Cidade literal
Algumas histórias caberiam melhor no espaço da ficção. Outras, no entanto, esperamos sair das páginas da literatura para tornar mais leves os dias. Há um tanto de ficção na vida. Como há generosa porção de jornalismo nas histórias que os escritores contam. Ninguém está a salvo das armadilhas das verdades e das mentiras. Para marcar os 167 anos de Juiz de Fora, a Tribuna convidou oito escritores para retratarem, com sua sensibilidade, diferentes notícias locais.
A reinauguração do Cine Palace, em 1999, que abre estas páginas, é homenageada pelas penas de Darlan Lula, num pessimismo a indicar o lugar no passado que o cinema já ocupa no imaginário do juiz-forano. Cheio de dor, Felipe Moratori torna delicada a densa quantidade de terra que sufocou uma mulher de 53 anos e engoliu três casas no Bairro Jardim Natal, em 26 de dezembro de 2013. “Eu estava lá. Presenciei o momento do deslizamento”, conta o dramaturgo e diretor teatral, recordando-se da triste visita.
Iacyr Anderson Freitas também era presença na cena que descreve ao resgatar a recente manifestação contra a reforma da Previdência, em abril passado, para a qual cria o discurso de um Isolino palpável, ainda que irreal. Em sua dicção rodrigueana, Léo Bomfim lança mão do samba e do suor dos carnavais antecipados. Mônica Calderano relembra as lágrimas festivas de uma família com a chegada da fábrica da Mercedes-Benz. “‘Nada será como antes’, que dá título ao meu texto, é uma frase que estava no discurso do então prefeito Custódio Mattos na cerimônia de abertura da fábrica”, comenta a jornalista e blogueira, que não viveu o momento, mas compartilhou, durante seu trabalho como repórter e editora de economia na Tribuna, das expectativas que cercavam o empreendimento.
A mala “fantasiada” de bomba que parou a Avenida Rio Branco em 2010 era da mãe do cineasta Pedro Carcereri. “Ela jogou fora colocando na calçada. Alguém passou e pegou”, diz ele, que, no conto que leva como título a marca da bolsa (Primícia), retoma a história pela ótica do objeto. Rafael Coutinho também muda o ângulo e reconta o caso da morte das capivaras envolvendo o ex-vereador João do Joaninho, do ponto de vista das capivaras, símbolos da cidade.

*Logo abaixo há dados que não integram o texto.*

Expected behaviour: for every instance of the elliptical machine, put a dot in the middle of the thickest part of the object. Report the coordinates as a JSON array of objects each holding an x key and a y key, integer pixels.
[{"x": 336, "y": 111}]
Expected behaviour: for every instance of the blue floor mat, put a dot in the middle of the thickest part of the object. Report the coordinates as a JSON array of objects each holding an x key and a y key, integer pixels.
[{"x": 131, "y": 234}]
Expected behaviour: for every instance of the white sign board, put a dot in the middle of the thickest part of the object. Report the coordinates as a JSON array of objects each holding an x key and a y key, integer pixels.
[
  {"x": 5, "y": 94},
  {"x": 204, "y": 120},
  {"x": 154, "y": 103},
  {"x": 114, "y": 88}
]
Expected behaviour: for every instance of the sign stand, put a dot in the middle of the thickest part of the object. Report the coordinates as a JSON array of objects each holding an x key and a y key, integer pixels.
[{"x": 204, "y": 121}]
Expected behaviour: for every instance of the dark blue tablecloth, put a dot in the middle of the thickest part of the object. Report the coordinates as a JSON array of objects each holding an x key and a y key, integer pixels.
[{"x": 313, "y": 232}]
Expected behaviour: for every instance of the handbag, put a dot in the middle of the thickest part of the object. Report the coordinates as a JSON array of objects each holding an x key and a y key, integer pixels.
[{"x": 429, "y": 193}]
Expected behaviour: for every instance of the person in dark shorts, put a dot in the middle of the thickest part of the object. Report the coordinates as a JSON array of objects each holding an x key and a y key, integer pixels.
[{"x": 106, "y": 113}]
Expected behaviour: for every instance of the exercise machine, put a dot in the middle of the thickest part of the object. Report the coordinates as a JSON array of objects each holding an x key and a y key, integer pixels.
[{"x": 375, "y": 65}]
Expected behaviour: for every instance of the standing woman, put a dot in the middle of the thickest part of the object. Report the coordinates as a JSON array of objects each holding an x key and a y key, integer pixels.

Passando por lugares-ícones de Juiz de Fora, Ulisses Belleigoli cria o desenho surreal ao abordar a permanência, em 2035, do Cine Palace, que fecha suas portas no próximo dia 14. Ironicamente, a ficção reescreve o passado, traça o presente e rascunha o futuro diante da impossibilidade de o noticiário fazê-lo. Literalmente e literariamente, a cidade é retratada em toda a sua potência, no que é e no que poderia ser.